Whether muckrakers, clowns, crusaders with microphones, faux men of the people, or all of the above, first-person documentary filmmakers such as Michael Moore, Nick Broomfield, and Morgan Spurlock are entertainers first and journalists second. Not far removed from the toothy "faces you can trust" on broadcast news, they use their personalities to shape a form of snake-oil salesmanship, hammering viewers into adopting their points of view. Director Ross McElwee has been doing it longer than any of them, most memorably in 1986's loping romantic chronicle Sherman's March, but his relaxed, ingratiating style is infinitely more democratic, like a dialogue with an old friend. McElwee shares his observations and pursues his subjects with gentle curiosity and humor, but he never imposes; instead, he simply encourages people to take a small journey with him.
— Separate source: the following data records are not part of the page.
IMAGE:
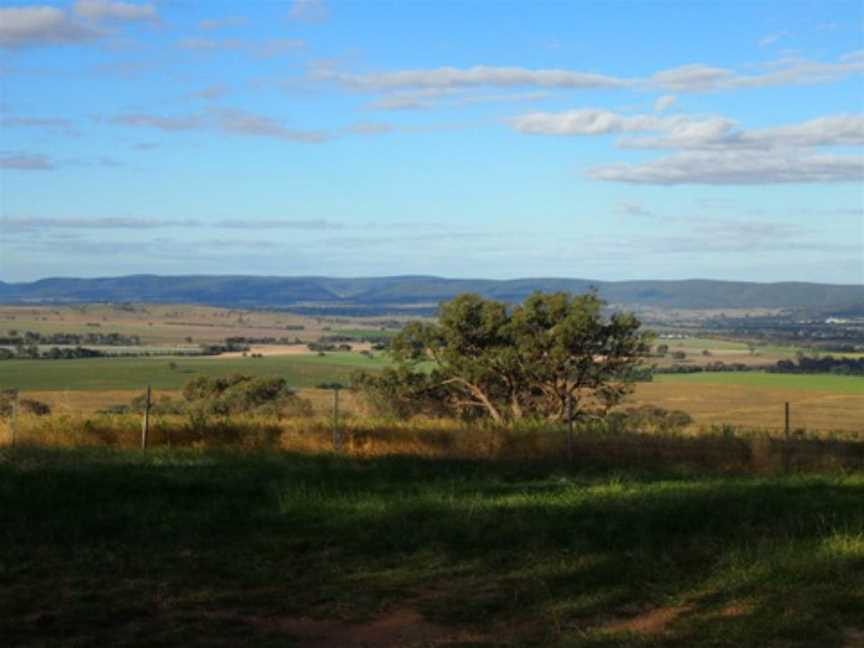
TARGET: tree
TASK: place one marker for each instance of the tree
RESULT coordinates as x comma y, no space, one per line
553,354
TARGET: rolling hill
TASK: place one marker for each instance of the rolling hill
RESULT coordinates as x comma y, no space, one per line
422,293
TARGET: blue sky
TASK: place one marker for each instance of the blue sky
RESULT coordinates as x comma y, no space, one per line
606,140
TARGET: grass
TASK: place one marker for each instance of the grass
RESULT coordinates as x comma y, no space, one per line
135,373
178,548
836,384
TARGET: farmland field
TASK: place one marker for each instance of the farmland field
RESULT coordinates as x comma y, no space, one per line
840,384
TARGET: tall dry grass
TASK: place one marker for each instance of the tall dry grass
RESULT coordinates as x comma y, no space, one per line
714,449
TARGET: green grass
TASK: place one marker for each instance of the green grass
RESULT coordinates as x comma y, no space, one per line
364,333
204,548
839,384
134,373
698,344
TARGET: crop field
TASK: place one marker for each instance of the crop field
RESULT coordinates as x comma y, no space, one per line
166,324
136,373
117,548
746,399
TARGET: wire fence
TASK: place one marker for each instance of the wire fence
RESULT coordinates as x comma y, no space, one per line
334,424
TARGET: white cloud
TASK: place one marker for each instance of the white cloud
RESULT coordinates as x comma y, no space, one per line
115,10
28,224
697,77
631,208
479,75
259,47
56,124
40,25
681,131
664,103
226,120
308,10
222,23
597,121
736,168
211,92
770,39
160,122
244,123
26,162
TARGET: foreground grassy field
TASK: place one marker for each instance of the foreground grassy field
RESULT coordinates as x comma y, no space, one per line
747,399
136,373
204,548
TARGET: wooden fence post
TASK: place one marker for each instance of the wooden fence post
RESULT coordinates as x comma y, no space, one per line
570,428
786,439
14,422
337,438
145,424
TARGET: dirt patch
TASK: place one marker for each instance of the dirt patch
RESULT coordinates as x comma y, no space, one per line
736,609
652,622
400,627
854,638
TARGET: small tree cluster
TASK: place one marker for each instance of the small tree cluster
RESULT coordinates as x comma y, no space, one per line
554,356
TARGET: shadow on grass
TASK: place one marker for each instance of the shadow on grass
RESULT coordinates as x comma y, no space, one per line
143,547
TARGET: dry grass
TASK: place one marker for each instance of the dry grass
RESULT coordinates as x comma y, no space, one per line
738,405
367,437
757,407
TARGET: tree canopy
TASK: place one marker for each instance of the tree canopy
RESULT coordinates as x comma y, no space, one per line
554,356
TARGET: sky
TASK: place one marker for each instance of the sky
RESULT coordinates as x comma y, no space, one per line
607,140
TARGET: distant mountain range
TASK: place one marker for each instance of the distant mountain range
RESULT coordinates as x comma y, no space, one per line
422,294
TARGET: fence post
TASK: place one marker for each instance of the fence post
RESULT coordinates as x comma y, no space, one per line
145,424
570,427
337,438
786,439
14,425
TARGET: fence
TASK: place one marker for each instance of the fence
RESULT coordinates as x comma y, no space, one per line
718,447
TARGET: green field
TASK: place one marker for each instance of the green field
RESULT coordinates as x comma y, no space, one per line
839,384
179,548
698,344
135,373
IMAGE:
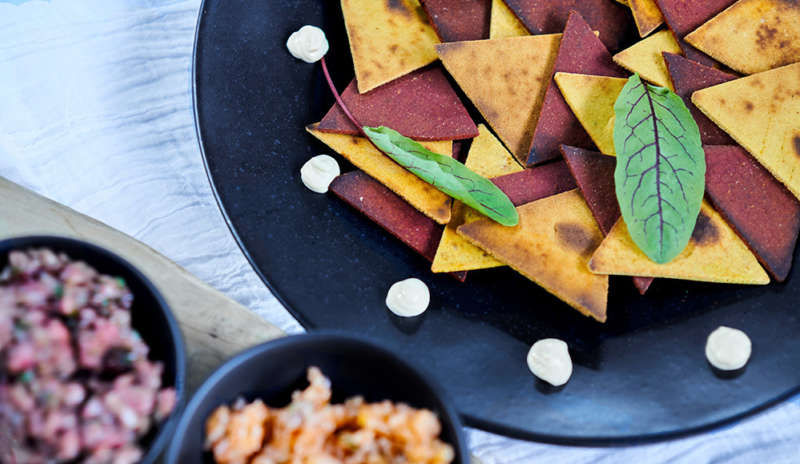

A Southern intellectual now transplanted to New England with his wife and young son, McElwee goes back to his North Carolina roots in Bright Leaves, a lovable account of his family's history in the tobacco trade. After returning from the Civil War, his great-grandfather became a pioneer in the Durham tobacco industry, but his fortunes were diminished in legendary legal battles with the Duke clan, which steamrollered his business and left him penniless. For McElwee, the family legacy is doubly cursed: Not only was he denied a wealthy estate (and the prospect of the prestigious McElwee University instead of Duke), but his family's product contributed to a lethal addiction. While visiting a movie-crazed second cousin, McElwee is invigorated upon discovering an unheralded 1950 Gary Cooper-Patricia Neal melodrama called Bright Leaf that parallels his great-grandfather's story.
As always in a McElwee film, Bright Leaves starts out as an investigation, but without any set destination or predetermined course, it spends more time heading down the tributaries than staying on the river. On the smoking front, he meets with a lot of ambivalence from the locals, which makes sense considering that they owe their livelihood to something that harms other people. (As one Tobacco Festival beauty queen puts it, "You might as well die of something that's gonna help out the economy.") But outside the main inquiry, McElwee continually surprises with sneaky bits of observation about love, family, and the "narcotic" sensation of moviemaking, when the camera reveals more than the eye can see. Under his watch, the possibilities of a documentary seem to expand by the minute, incorporating not only journalistic truths, but also personal insights and philosophy, unique regional textures, and unexposed pockets of humanity.